A tremor of fear rushed through her. The wooden cards felt cold in her hands. She decided on a spiral field and was not at all surprised when she set the centre card down and saw that it was The City, a silhouetted, familiar skyline at dusk, with the glow of blue fires rising up from below, each one like a submerged star. She studied it for a time, until those fires seemed to swim before her eyes, until the dusk the card portrayed began to flow into the world around her, one bleeding into the other, back and forth until the moment was fixed, time pinned down as if by a knife stabbed into the table. She was not seeking the future — prophecy was far too dangerous with all the converging powers — but the present. This very instant, each strand’s point of attachment in the vast web that now spanned Darujhistan.
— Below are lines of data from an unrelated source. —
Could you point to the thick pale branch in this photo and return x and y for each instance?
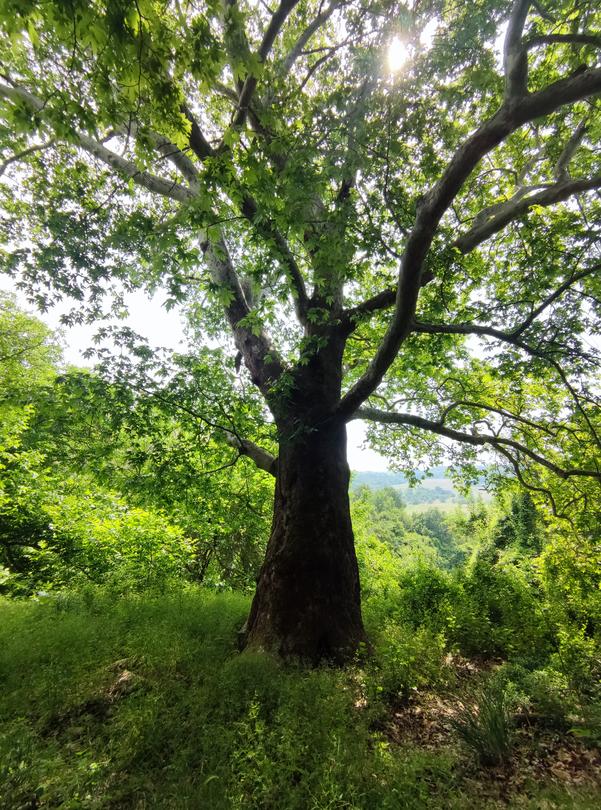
(569, 150)
(514, 208)
(151, 182)
(38, 147)
(270, 232)
(512, 115)
(513, 337)
(277, 21)
(260, 357)
(475, 439)
(515, 56)
(309, 31)
(565, 39)
(261, 457)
She set down the next card. High House Shadow, The Rope, Patron of Assassins. Well, that was not too surprising, given the latest rumours. Yet she sensed the relationship was more complicated than it at first appeared — yes, the Guild was active, was snarled in something far bloodier than they had anticipated. Too bad for them. Still, The Rope never played one game. There were others, beneath the surface. The obvious was nothing more than a veil.
The third card clattered on to the tabletop, and she found her hand would not rest, flinging out the next card and yet another. Three tightly bound, then. Three cards, forming their own woven nest. Obelisk, Soldier of Death, and Crown. These needed a frame. She set down the sixth card and grunted. Knight of Darkness — a faint rumble of wooden wheels, a chorus of moans drifting like smoke from the sword in the Knight’s hands.
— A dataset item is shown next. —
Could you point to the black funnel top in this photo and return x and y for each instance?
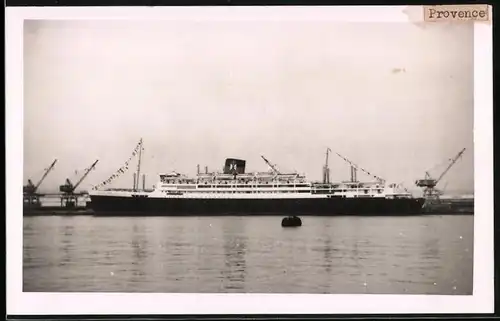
(234, 166)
Thus, The Rope on one side, the Knight on the other. She saw that her hands were trembling. Three more cards quickly followed — another nest. King of High House Death, King in Chains, and Dessembrae, Lord of Tragedy. Knight of Darkness as the inside frame. She set down the other end and gasped. The card she wished she had never made.
Closing the field. The spiral was done. City and Tyrant at beginning and end.
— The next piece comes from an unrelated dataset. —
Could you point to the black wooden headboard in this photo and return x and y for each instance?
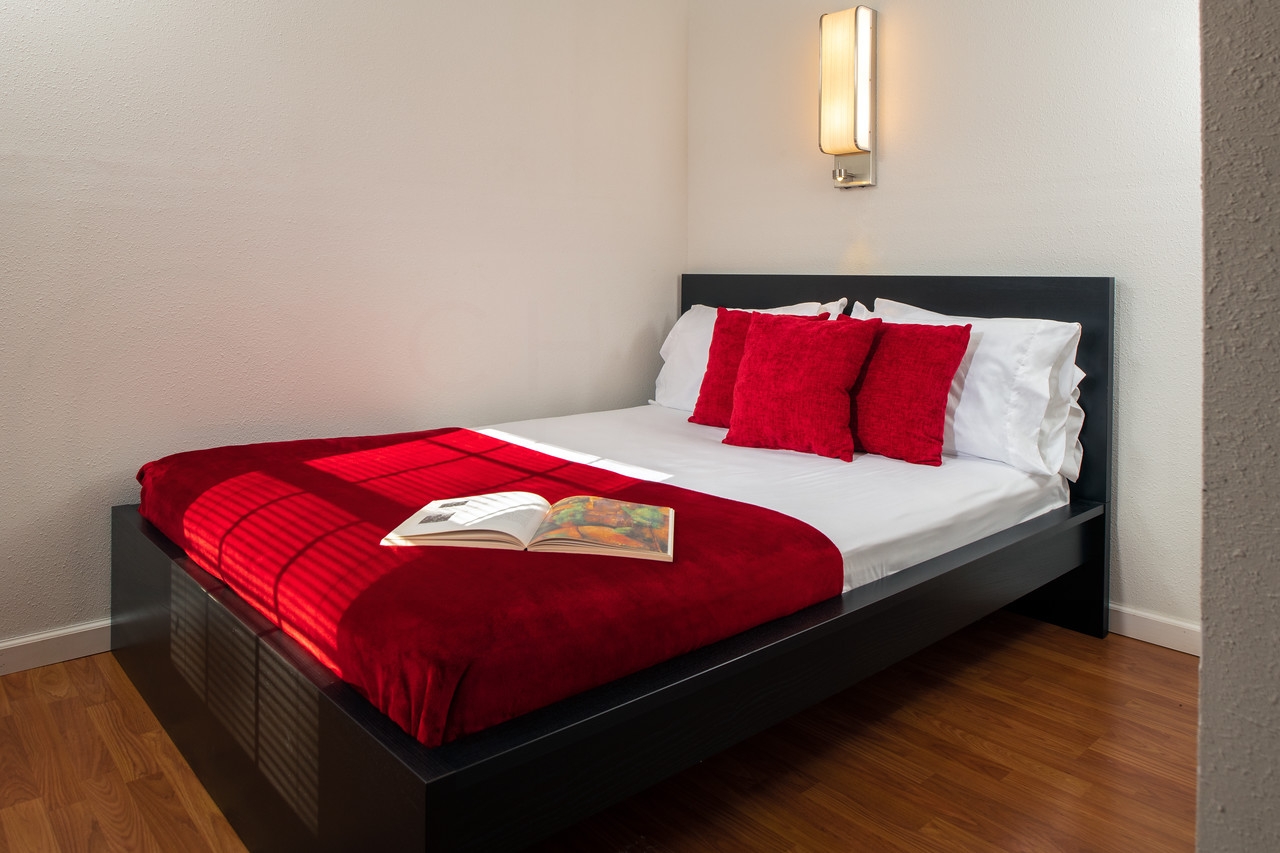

Tiserra had not expected anything like this. She was not seeking prophecy — her thoughts had been centred on her husband and whatever web he had found him shy;self trapped in — no, not prophecy, nothing on such a grand scale as this. .
‘Oh, husband,’ she murmured, ‘you are in trouble indeed. .’
Her eyes strayed once more to The Rope.
Outside, a cart clunked past, its battered wheels crackling and stepping on the uneven cobbles. The hoofs of the ox pulling it beat slow as a dirge, and there came to her the rattle of a heavy chain, slapping leather and wood.